The working life of a writer is solitary. You sit alone in a room, hour after hour, day after day, and you create pages. It takes years to write a book (five years, for me, is about the minimum on a complex nonfiction project), and once that book is finished, tangledPile330edited, revised, fact-checked, printed, and published, the extrovert part of the job begins. If you’re lucky, people invite you to talk about what you’ve written. And you do that, because, extrovert or introvert, you want folks to buy the book and read it. Social media and public radio and podcasts are nowadays hugely significant dimensions of book promotion; among the nice things about them is that they don’t require you to leave home. But the book tour in its classic form—get on a plane, go to a series of cities, do interviews in person, speak at a bookstore, sign copies—is still an important element too.

My new book, The Tangled Tree: A Radical New History of Life, has just been published (August 14, 2018) by Simon & Schuster. So here I go. For those of you who might be interested:

Last week I began the effort by taping an interview with Scott Simon, for his Weekend Edition Saturday show at NPR. Who wouldn’t want to exchange thoughts with this astute and companionable radio man? Scott was so nice as to say, before we started recording, that the book had changed the way he sees life on Earth. The interview ran on Saturday, August 11, and is archived here: https://www.npr.org/2018/08/11/637780618/understanding-horizontal-gene-transfer-in-the-tangled-tree

Now the travel begins, intermittent over the next month or two while I continue on work another National Geographic story and try also to live life.

Washington, DC: I’ll be at Politics & Prose, a famous bookstore on Connecticut Ave., on Wednesday evening, August 15, at 7 pm.

Chicago: Next day I’ll scoot up there, in time for an event at the American Writers Museum, 180 N. Michigan Ave., at 6:30 pm. Annie Minoff, of the Science Friday team, will interview author Sy Montgomery and me about the craft of science writing. The following day, from a studio still in Chicago, I’ll talk with Science Friday host Ira Flatow, for a live segment of the show airing that afternoon.

Back to Bozeman: an event at my faithful home-town independent, The Country Bookshelf, on August 22 at 6 pm.

Then to Livingston, Montana: home of many of my writer friends, including those who run Elk River Books, where I’ll do a talk and signing on August 23, at 7 pm.

Missoula the following week: Fact & Fiction, another fine independent, on August 30, a Thursday, again at 7 pm. (This bookstore is a short walk from The Depot restaurant, on Railroad Street, where I worked as a bartender in 1975-76. Just FYI, in case you’re hungry or thirsty after my presentation. Tell ‘em DQ sent you. Any employee under the age of 60 will say: Who?)

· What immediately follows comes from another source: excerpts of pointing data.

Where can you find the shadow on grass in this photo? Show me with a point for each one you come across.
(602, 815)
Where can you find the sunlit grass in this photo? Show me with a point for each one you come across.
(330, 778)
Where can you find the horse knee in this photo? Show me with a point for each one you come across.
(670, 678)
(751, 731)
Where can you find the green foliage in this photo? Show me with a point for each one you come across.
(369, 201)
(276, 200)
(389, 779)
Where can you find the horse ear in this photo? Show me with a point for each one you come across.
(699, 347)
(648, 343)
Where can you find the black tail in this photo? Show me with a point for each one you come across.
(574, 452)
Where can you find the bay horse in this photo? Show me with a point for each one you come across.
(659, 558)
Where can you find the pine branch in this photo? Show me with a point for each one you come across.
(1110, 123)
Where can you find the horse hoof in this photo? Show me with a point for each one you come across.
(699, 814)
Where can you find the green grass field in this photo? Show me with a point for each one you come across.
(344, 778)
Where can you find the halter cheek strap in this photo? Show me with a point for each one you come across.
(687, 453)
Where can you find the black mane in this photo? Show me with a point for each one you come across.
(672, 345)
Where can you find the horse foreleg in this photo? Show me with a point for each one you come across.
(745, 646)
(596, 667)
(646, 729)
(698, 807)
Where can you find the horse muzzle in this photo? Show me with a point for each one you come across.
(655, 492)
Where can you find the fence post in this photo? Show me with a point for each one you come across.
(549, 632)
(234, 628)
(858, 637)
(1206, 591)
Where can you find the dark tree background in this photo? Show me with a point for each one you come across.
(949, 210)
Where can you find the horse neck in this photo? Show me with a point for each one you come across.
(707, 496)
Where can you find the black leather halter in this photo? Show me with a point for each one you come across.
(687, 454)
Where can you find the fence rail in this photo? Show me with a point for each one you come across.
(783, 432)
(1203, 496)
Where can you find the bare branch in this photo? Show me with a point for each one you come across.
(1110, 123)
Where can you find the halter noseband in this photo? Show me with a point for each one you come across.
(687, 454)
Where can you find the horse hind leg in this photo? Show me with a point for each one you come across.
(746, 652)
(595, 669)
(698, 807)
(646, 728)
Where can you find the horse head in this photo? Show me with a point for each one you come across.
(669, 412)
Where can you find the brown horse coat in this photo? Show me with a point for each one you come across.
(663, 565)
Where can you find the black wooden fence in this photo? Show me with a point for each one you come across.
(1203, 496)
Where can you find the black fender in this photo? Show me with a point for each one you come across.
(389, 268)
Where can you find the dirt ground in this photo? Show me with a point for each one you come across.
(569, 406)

In September, after the summer and the Beach Reading season have officially ended, I’ll be doing more travels to distant cities, including Seattle (Town Hall), Portland (Powell’s Books), and elsewhere. More on those visits, places, and venues closer to the time. Somebody, some crotchety writer, once said: The only thing worse than being asked by your publisher to do a book tour is not being asked to do a book tour. But I’ve got a sort of extrovert hiding inside my writerly introvert, and I enjoy meeting people—such as you—who deeply appreciate books, and who recognize that nonfiction writing, though ever responsible for accuracy, is also, like fiction, an imaginative art.